Ernst Kaltenbrunner, Alois Brunner, Odilo Globocnik, Amon Göth, Arthur Seyß-Inquart, August Eigruber, Heinrich Gross und und und. Dass Österreicher prominent und zahlreich an NS-Verbrechen beteiligt waren, hat die Forschung hinlänglich belegt. Über die Frage des österreichischen Anteils an den NS-Verbrechen herrschen aber heftig divergierende Auffassungen.
So richtete Simon Wiesenthal im Jahr 1966 angesichts der schleppenden und zögerlichen Verfolgung von NS-Verbrechen durch die österreichische Justiz ein Memorandum an die Bundesregierung. Und wies darin auf die besondere Beteiligung von Österreichern an nationalsozialistischen Verbrechen hin. Weiters führte er aus, „dass die österreichische Bevölkerung im Großdeutschen Reich nur 8,5 Prozent ausmachte, der Prozentsatz der Täter aus Österreich aber bedeutend höher“ läge. Er könne mit zahlreichen Beweisen die These belegen, dass „die Österreicher während der NS-Zeit am Tod von etwa drei Millionen Juden schuldig waren". Wiesenthal hat die Aussage des öfteren widerholt.
Lange hat das niemand einem Faktencheck unterzogen. Jetzt aber hat der Zeithistoriker Kurt Bauer die geschichtspolitisch durchaus umstrittenen Behauptung, Österreich habe während des Nationalsozialismus verhältnismäßig mehr NS-Täter als Deutschland hervorgebrach, überprüft. Die Antworten, die er in seiner jüngsten Studie gefunden hat, fallen differenziert aus: Nein, ein überdurchschnittlich hoher Anteil von Österreichern an den NS-Tätern ist nicht nachweisbar. Die „Täterthese“ ist für ihn ebenso wie die wissenschaftlich längst widerlegte „Opferthese“ nicht haltbar.
Zahlen
Bauer hat seit 2019 für die Universität Graz in Kooperation mit dem Ludwig Boltzmann Institut für Kriegsfolgenforschung am Projekt mit dem Titel „Wie hoch war der Anteil von Österreichern an den nationalsozialistischen Tätern?“ geforscht und auch die Herkunft der NSDAP-Mitglieder, der SS-Leute sowie des Personals in den nationalsozialistischen Konzentrationslagern untersucht. Sein Fazit: Trotz einiger statistischer Schwankungen entspricht die Zahl der beteiligten Österreicher in etwa dem „ostmärkischen“ Bevölkerungsanteil im Großdeutschen Reich von knapp neun Prozent. Von den Höheren SS- und Polizeiführern waren zwar fast 15 Prozent aus Österreich, der Anteil am KZ-Personal lag dafür deutlich unter dem Durchschnitt. „Österreicher waren also nicht stärker an Nazi-Massenverbrechen beteiligt als Deutsche“, so Bauer. „Wie die offizielle Opferthese ist auch die inoffizielle Täterthese ein Geschichtsmythos.“
Grundsätzlich machten die Ostmärkerinnen und Ostmärker etwa 8,8 Prozent der Bevölkerung des Deutschen Reichs aus, ähnlich hoch war auch der Anteil bei den NSDAP-Mitgliedern.

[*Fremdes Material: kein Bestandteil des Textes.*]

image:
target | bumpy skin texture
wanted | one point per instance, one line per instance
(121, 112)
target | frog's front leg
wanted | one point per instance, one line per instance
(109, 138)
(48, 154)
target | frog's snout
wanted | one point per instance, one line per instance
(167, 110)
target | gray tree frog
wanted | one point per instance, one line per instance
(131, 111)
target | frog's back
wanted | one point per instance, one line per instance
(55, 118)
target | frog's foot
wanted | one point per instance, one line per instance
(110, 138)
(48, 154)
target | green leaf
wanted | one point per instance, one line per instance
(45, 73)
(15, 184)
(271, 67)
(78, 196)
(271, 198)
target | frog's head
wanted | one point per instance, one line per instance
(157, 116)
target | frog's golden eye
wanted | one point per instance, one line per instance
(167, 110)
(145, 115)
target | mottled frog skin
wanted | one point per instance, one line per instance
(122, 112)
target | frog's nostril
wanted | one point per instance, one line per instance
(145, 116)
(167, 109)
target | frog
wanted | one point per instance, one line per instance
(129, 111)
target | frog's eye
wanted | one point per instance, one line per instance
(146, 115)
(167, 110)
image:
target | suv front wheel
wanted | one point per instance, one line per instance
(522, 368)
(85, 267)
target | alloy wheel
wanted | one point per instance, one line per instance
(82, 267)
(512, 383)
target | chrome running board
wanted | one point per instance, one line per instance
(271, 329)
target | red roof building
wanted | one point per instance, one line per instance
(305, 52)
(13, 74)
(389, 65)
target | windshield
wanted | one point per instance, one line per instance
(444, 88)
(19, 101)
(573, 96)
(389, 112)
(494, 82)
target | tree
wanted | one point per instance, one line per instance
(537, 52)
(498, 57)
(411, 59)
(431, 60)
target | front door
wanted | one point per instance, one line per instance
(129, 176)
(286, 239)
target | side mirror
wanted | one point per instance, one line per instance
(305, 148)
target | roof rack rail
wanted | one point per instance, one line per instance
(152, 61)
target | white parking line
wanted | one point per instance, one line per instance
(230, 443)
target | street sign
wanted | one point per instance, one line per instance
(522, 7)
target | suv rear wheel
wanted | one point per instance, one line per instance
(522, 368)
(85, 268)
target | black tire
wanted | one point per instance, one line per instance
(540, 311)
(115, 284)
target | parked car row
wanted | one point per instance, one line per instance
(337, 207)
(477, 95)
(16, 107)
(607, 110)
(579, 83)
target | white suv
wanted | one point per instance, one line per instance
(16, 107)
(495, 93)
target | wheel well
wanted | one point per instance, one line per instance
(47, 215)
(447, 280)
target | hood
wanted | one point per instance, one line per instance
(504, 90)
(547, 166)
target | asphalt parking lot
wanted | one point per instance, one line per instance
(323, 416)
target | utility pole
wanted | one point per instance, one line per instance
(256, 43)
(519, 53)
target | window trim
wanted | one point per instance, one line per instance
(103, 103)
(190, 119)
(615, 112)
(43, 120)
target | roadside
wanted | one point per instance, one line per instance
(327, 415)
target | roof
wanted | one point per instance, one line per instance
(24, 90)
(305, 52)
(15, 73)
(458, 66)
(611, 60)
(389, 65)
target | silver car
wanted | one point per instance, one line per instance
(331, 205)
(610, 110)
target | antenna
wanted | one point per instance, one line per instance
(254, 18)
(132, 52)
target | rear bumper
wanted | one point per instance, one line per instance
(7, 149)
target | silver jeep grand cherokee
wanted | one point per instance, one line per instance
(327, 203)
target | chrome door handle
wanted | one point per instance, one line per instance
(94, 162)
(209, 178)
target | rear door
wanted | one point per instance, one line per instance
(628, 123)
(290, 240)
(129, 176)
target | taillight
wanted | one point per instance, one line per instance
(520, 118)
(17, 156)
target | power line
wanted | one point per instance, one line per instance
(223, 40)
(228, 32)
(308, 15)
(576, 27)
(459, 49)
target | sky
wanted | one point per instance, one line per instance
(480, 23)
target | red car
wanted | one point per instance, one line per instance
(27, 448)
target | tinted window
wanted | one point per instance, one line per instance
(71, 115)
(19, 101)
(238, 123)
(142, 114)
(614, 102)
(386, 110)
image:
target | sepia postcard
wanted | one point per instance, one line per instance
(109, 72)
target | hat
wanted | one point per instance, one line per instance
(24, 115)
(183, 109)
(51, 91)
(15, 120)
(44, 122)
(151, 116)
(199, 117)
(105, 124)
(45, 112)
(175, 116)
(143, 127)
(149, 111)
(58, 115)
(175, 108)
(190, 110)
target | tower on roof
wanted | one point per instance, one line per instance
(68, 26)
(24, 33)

Bisher wurde gerne kolportiert, dass etwa 40 Prozent der Besatzung der nationalsozialistischen Vernichtungslager und 14 Prozent sämtlicher SS-Leute Österreicher gewesen seien. Das entbehre, laut Bauer, einer faktischen Grundlage.
In den meisten der 20 von Historiker Bauer analysierten Tätergruppen liegt der österreichische Anteil knapp unter den 8,8 Prozent. Deutlich höher ist er nur im KZ Mauthausen (15,9 Prozent des Personals), den Höheren SS- und Polizeiführern (14,9 Prozent) und den Medizinerinnen und Medizinern in Konzentrationslagern (11,2 Prozent Österreicher).
Historiker Bauer will seine 270 Seiten starke Studie aber keinesfalls als Reinwaschung verstanden wissen: Die Schuld, die die österreichische Gesellschaft in dieser Zeit auf sich geladen hat, bleibe aufrecht.
Wobei wir es in einem Punkt auf unrühmlich hohe Zahlen bringen: NS-Täter wurden in Österreich mit wesentlich weniger Nachdruck verfolgt als in Deutschland. Bauer: „Uns ist es zu lange gelungen, die Mitverantwortung und Schuld zu externalisieren. Es bleibt also beim moralischen Auftrag, diese dunklen Jahre weiter aufzuarbeiten“, fordert der Historiker.
Hinweis: Die Ergebnisse der Untersuchung werden morgen, 27. Jänner, anlässlich des Holocaust-Gedenktags veröffentlicht.